There are no “cuts” in sight anyway. “Cut” in Washington means “increase spending less than we previously said we would.” At worst a few programs will have to spend the same amount this year as last before spending increases resume.

It’s not even obvious that the “cuts” will happen. Will Congress really try to pay doctors 1/3 less? (Will doctors take any medicare patients if they do?) Or will they pass an “emergency” bill, exempting doctors just like Social Security? Sequestration has never actually been used.

To an economist, the main worry is that higher marginal tax rates mean more distortions, which are a drag on the economy.  But distortions take a while to kick in. It takes a while for people to change to easier jobs, not start businesses, move businesses offshore, not go to school, choose easier but less rewarding majors, find more tax shelters, and so on. So the danger is not so much a recession, which comes, and then ends, and we go back to growth. The danger is settling in to a decade of (even more) high-distortion, sclerotic growth.

Cochrane makes the point that we have effectively erected a European style social welfare state (ACA is the last block which was needed to complete the edifice) and are now essentially engaged in a debate of how to pay for it.
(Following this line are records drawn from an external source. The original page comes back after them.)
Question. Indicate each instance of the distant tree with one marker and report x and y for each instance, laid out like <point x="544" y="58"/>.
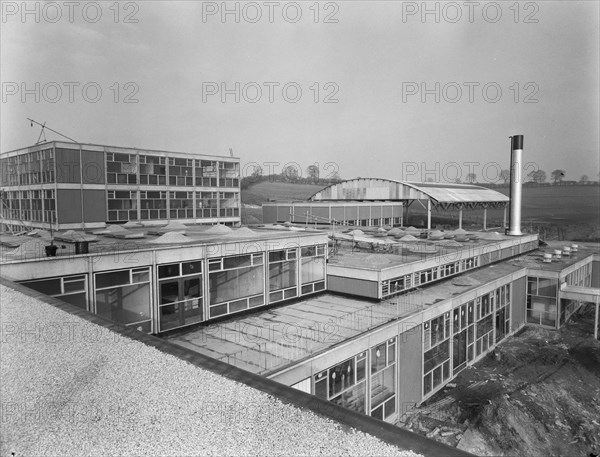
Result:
<point x="557" y="176"/>
<point x="312" y="173"/>
<point x="290" y="173"/>
<point x="538" y="176"/>
<point x="335" y="177"/>
<point x="257" y="173"/>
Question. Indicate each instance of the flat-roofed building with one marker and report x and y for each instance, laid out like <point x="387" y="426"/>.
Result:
<point x="63" y="185"/>
<point x="161" y="282"/>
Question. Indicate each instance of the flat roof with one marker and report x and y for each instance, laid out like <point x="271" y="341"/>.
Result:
<point x="195" y="235"/>
<point x="269" y="340"/>
<point x="535" y="260"/>
<point x="375" y="258"/>
<point x="60" y="143"/>
<point x="73" y="387"/>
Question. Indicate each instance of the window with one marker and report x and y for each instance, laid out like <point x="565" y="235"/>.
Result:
<point x="541" y="301"/>
<point x="207" y="204"/>
<point x="236" y="283"/>
<point x="206" y="173"/>
<point x="282" y="275"/>
<point x="153" y="170"/>
<point x="181" y="300"/>
<point x="72" y="289"/>
<point x="153" y="205"/>
<point x="181" y="205"/>
<point x="124" y="296"/>
<point x="122" y="205"/>
<point x="181" y="171"/>
<point x="121" y="168"/>
<point x="345" y="383"/>
<point x="383" y="379"/>
<point x="436" y="359"/>
<point x="312" y="269"/>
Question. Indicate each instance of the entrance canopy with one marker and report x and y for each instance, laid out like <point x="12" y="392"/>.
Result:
<point x="444" y="196"/>
<point x="437" y="195"/>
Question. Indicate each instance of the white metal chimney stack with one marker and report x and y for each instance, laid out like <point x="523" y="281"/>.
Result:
<point x="516" y="184"/>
The current contretemps is simply the beginning of a series of battles to pay for the benefits we have bestowed upon ourselves. One would like to think that those discussions would involve the extent to which we can afford those benefits but there is little to suggest that will occur. Witness the current battle with its emphasis on disaster and vague promises of spending reductions sometime in the future.
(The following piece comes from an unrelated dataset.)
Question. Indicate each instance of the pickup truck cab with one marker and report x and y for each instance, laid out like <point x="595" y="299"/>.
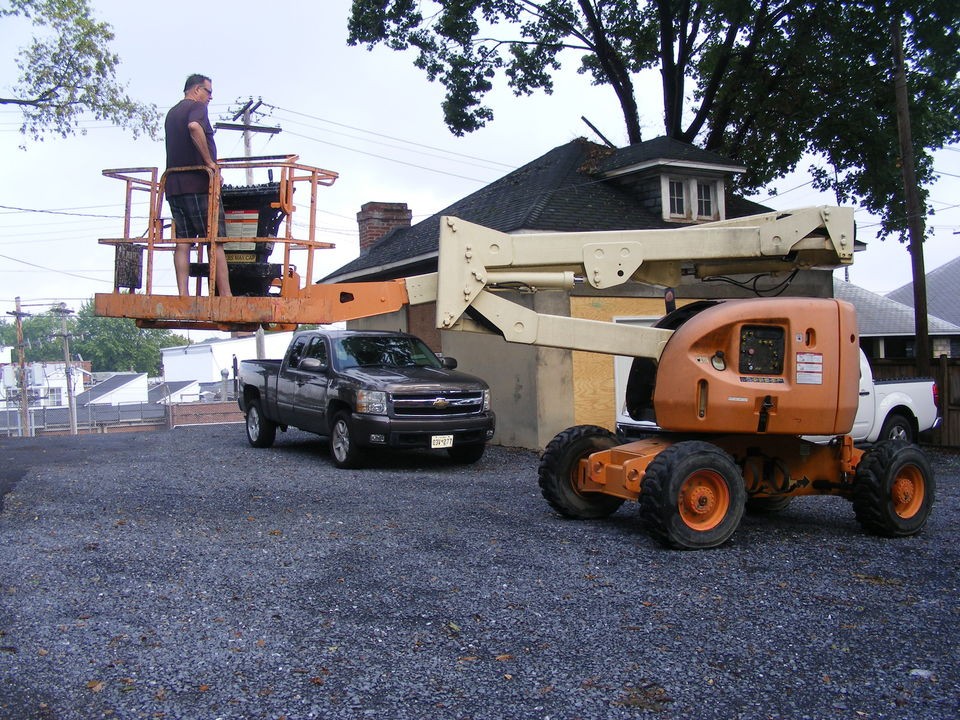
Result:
<point x="367" y="390"/>
<point x="887" y="410"/>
I don’t like it much but Cochrane’s assessment of the current state of the battle is probably realistic.

I think the deck is stacked towards the large-state camp.  There were two theories: “Starve the beast” said, cut taxes and eventually the size of the state will have to shrink. “Vote the benefits” said, increase spending and regulation, and eventually taxes will have to be raised to try to pay for it all. The latter seems to be winning.

“Starve the beast” hasn’t worked because the beast just borrows the money. When it began to look as if folks were getting worried about running up all that debt, the “large-state camp” rolled out the argument that all would be well if more revenues were extracted from the rich which sells much more easily than any suggestion that perhaps we cannot afford to go where we have gone.

I wouldn’t call it a glass half-full alternative view, maybe more a glimmer of hope, but at the state level reality is being sporadically faced. Constrained by constitutional requirements for balanced budgets and lacking a central bank to print money for them, some states are in fits and starts beginning to reign in the benefit train. To be sure some of the saddest cases, California and Illinois for example, have opted for the federal model and are attempting to raise more revenue from a squawking goose. The jury is far from in on the results, and it’s not irrational to expect Washington’s assistance in perpetuating the status quo, but at least an alternative is being tested.

I wouldn’t become overly excited about the coming fiscal cliff. We can fall off and probably find it was more of a curb. That doesn’t mean the real one won’t come along sooner rather than later when there just isn’t any more money to borrow or squeeze out.